Confection et usages

Les masques ciwara étaient confectionnés par des sculpteurs de bois, des jeunes hommes s’étant formés en voyageant, quittant leur village natal pour réaliser des sculptures d’abord auprès d’un maître réputé, puis en offrant leurs services à d’autres villages. Le bois des masques est sculpté, gravé, patiné pour représenter un animal ou un être hybride, parfois lui-même monté sur un quadrupède. Ces masques cimier sont donc imposants et peuvent atteindre une hauteur conséquente. Selon les régions, ils sont appelés Wakarun, Warabakun ou encore Sogonikun. Outre leur grande valeur esthétique, ce sont avant tout des pièces religieuses qui relient l’être humain au monde. En effet, les ciwara sont chargés de force lorsqu’ils sont érigés au rang d’objet de culte, et leur sculpture est entourée de nombreux interdits et secrets de fabrication.

Ces cimiers sont portés sur le front ou le sommet du crâne à l’aide d’une calotte en vannerie lors du culte ciwara, affirmé sur une airere très étendue, allant du nord de la Guinée et du Sénégal au nord du fleuve Niger et au sud de la Côte d’Ivoire. Ce culte concerne les travaux agricoles ainsi que les rites et cérémonies qui les accompagnent. Il n’existe pas vraiment de description officielle du culte ni de récit ou de références expliquant ses principes, mais nous savons avec certitude qu'il se déroule deux fois par an, notamment lors d’une procession des masques dans et autour du village, avec la communauté qui définit les espaces placés sous protection du Ciwara. En effet, les ciwara représentent l’être miraculeux (kabako) sous la forme d’un fourmilier-antilope, d’une antilope-caméléon, d’une antilope-pintade, ou d’une antilope-cheval parmi d’autres déclinaisons. Ces derniers symbolisent le pouvoir de creuser la terre, l’agriculture, et évoquent l’ardeur et l’énergie sauvage.

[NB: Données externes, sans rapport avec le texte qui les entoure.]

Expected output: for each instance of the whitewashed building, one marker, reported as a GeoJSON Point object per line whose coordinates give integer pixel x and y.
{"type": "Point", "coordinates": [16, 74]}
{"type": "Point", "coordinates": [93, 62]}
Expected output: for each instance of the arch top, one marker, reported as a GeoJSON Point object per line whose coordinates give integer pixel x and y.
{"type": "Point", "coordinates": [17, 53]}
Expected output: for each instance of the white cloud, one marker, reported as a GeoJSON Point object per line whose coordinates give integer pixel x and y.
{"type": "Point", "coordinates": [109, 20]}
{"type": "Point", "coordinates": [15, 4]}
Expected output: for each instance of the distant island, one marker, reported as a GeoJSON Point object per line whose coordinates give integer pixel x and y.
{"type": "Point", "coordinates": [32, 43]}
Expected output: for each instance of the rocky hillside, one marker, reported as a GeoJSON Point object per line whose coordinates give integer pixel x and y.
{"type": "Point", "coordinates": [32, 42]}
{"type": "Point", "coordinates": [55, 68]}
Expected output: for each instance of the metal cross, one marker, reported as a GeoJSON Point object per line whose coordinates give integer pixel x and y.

La création plastique des ciwara s’articule ainsi à celle de ses chants, danses, costumes, rites et prières, la faisant entrer dans un véritable système culturel et social d’initiés. Les ciwara sont expressément fait pour être esthétique, visible, pour plaire et être une chose à voir. Dans certaines fêtes, les femmes prêtent leurs bijoux à ces créatures. Ces cimiers sont ainsi au cœur d’un culte de plaisir esthétique et de véritables enjeux de théâtralité. En effet, les sculpteurs ont su créer des formes et des ornements qui dépassent parfois totalement le monde des apparences pour proposer une vision animale surréelle. Le masque est porteur d’un élan vital diffusé à travers les costumes, les danseurs, les chants, qui sont des éléments consubstantiels. Les divinités bamana ne sont pas figurables, mais investissent et activent ces objets, support d’une véritable expérience métaphysique.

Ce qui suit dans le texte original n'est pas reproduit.